Yesterday’s Commons vote on the electoral boundaries was a headache for the Conservative Party. The vote – an attempt to over-turn an amendment made in the House of Lords – failed by 334 to 292, making the Conservative task at the next election harder, by around 20 or so seats, than it would have been had the revised boundaries gone through.
It was also a headache for those of us who study parliamentary voting. Whilst we do not expect widespread sympathy – ‘Quick! Some academics are having problems with their system of classification – call the Disasters Emergency Committee!’ – the vote was interesting as an example of how the coalition has changed some of our assumptions about what is, or is not, allowed when it comes to the Commons, and about how we measure it.
It is not the first time the two Coalition parties have had different whipping arrangements on measures in the Commons. The Coalition Agreement specifically allows for the Liberal Democrats to abstain on votes over both tuition fees and nuclear power. We have also seen plenty of examples, in record-breaking quantities, of backbenchers on both sides of the coalition refusing to go along with things that their frontbench has wanted. Indeed, it was the rebellion by Conservative backbenchers over Lords reform – a whopping rebellion at Second Reading, with the threat of something similar over the Bill’s programme motion – that persuaded the Government to drop the House of Lords Bill, and which then triggered Lib Dem retaliation over boundaries.
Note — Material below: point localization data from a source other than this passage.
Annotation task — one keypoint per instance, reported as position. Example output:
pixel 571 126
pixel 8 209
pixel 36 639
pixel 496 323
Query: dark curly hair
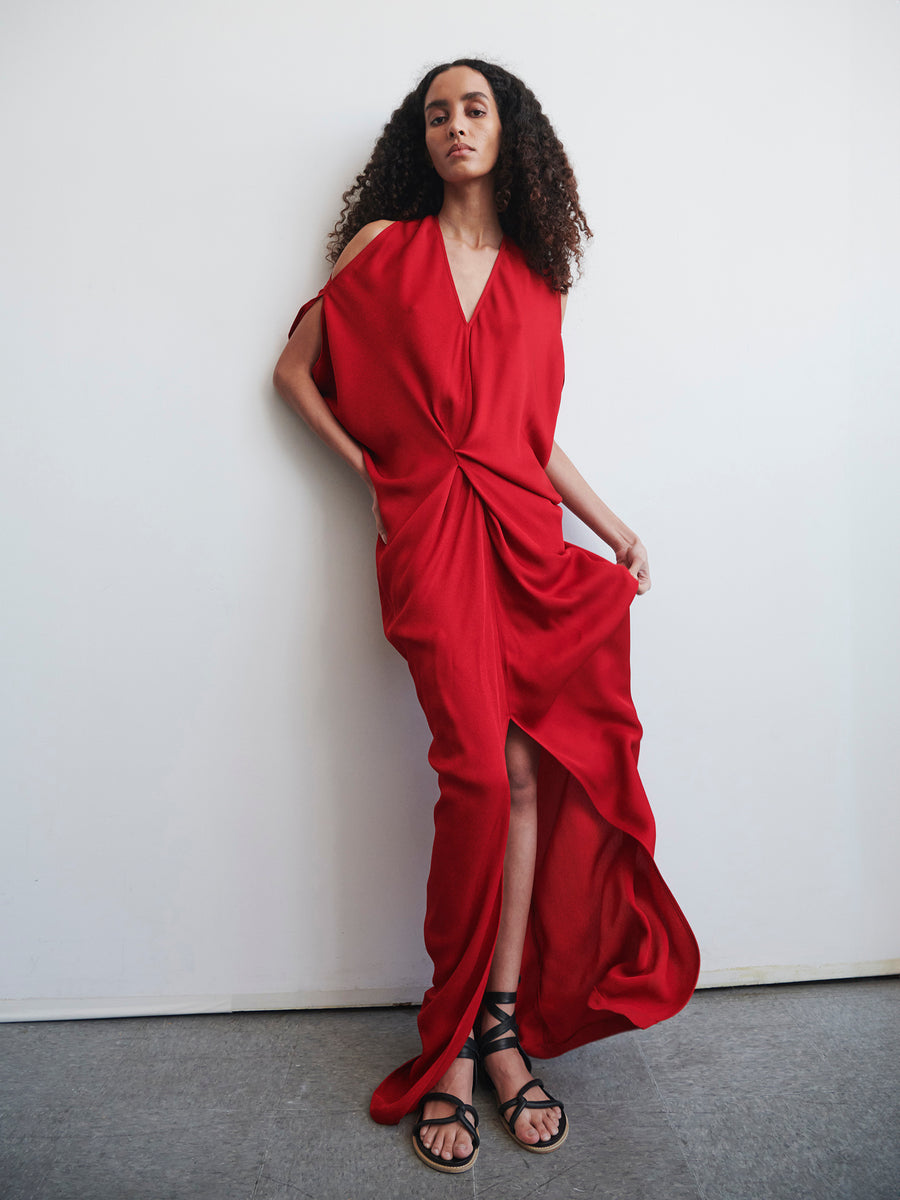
pixel 537 195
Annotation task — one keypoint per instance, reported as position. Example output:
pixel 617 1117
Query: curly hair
pixel 534 185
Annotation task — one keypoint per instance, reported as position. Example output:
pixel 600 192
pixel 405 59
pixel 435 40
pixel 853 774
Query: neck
pixel 469 213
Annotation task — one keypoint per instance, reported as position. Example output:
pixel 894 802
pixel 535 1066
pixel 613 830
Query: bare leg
pixel 505 1067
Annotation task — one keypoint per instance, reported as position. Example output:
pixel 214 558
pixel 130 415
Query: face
pixel 462 125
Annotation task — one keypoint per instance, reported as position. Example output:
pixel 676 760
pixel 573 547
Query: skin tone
pixel 462 137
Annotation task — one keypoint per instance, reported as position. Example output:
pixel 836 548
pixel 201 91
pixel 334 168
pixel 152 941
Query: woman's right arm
pixel 293 378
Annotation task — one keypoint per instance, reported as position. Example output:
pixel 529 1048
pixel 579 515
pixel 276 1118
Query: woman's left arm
pixel 581 499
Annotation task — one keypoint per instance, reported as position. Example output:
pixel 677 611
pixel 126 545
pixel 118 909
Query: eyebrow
pixel 445 103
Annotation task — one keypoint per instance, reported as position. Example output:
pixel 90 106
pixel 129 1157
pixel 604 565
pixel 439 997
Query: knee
pixel 522 786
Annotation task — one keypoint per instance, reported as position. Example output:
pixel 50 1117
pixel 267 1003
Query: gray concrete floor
pixel 754 1093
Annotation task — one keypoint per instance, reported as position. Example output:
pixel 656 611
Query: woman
pixel 431 361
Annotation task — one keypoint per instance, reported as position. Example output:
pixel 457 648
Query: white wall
pixel 215 790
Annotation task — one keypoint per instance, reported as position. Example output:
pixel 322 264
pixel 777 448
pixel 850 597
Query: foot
pixel 508 1073
pixel 449 1141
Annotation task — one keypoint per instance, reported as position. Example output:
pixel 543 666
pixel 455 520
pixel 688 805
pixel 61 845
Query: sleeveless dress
pixel 499 621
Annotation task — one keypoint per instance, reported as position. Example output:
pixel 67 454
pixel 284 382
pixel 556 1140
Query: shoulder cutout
pixel 359 241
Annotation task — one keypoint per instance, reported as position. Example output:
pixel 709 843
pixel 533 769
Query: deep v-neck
pixel 491 274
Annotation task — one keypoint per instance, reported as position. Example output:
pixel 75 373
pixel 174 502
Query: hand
pixel 635 558
pixel 377 513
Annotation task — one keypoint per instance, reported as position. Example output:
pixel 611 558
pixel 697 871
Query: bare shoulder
pixel 359 241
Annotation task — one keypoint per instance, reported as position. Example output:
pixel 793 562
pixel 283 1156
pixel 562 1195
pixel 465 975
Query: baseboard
pixel 93 1007
pixel 748 977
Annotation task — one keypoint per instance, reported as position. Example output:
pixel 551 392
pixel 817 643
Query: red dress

But this issue has highlighted the asymmetry in the power enjoyed by the coalition parties’ backbenchers. The Commons arithmetic is such that even if every backbench Lib Dem MP rebels on an issue, there are not enough of them to defeat the government; but there are enough backbench Conservative MPs to do so – as we saw over the issue of the European budget. This means that coalition measures can be blocked if enough Conservative backbenchers are willing to join forces with Labour, but they cannot be blocked if Lib Dem backbenchers are similarly annoyed. And so, whilst it is perfectly fair to point out – as some Conservatives did – that the Conservative rebellion over Lords reform was, as a proportion of the party, smaller than the Lib Dem revolt over tuition fees, the absolute numbers also matter.
And what happened yesterday was qualitatively different. Yesterday saw government MPs whipped, in different directions, and with the Lib Dems voting in direct contravention of the Coalition Agreement. How do we record this? Does the Lib Dem behaviour count as ‘dissent’? And if so, from what? And second, was the outcome a government defeat? And if so, of what exactly?
The first is fairly easy answered. The Lib Dems were whipped, so whatever they were doing, they were not dissenting from their party line. This was an inter-party not intra-party breakdown. But it was still an intra-coalition breakdown, what our colleagues at UCL who work on similar behaviour in the Lords have called a ‘coalition split vote’.
The second is tougher. When the government lost the equivalent vote in the Lords, some media outlets did indeed describe it as a government defeat – as did the House of Lords authorities. But is it? To have a government defeat, we need a government position, and with two parties in the coalition voting in separate lobbies it is not clear what that position was. As an aside: if, just because the Conservatives lost, we describe it as a government defeat, we could, presumably, describe it as a government victory because the Lib Dems won? It all makes us long for the ease of one-party governments again, a bit like a former colleague whose main wish for life was to see the Berlin Wall go back up just so his lecture notes on the USSR would become useable again.
The best we’ve come up with so far was suggested by Tom Freeman: ‘defeat of a governing party’, but we also liked Nigel Fletcher’s suggestion that however one describes it the vote will forever be asterisked, with a footnote explaining the unusual circumstances. That might depend on it remaining unusual and a one-off. With over two years of the coalition left to run, it seems quite possible that we will see further votes of this sort, with one or more of the coalition partners refusing to back something that they have both previously signed up to.
There was also yesterday some old-fashioned backbench dissent – a handful of Conservative MPs voting with Labour – but who cares about that anymore?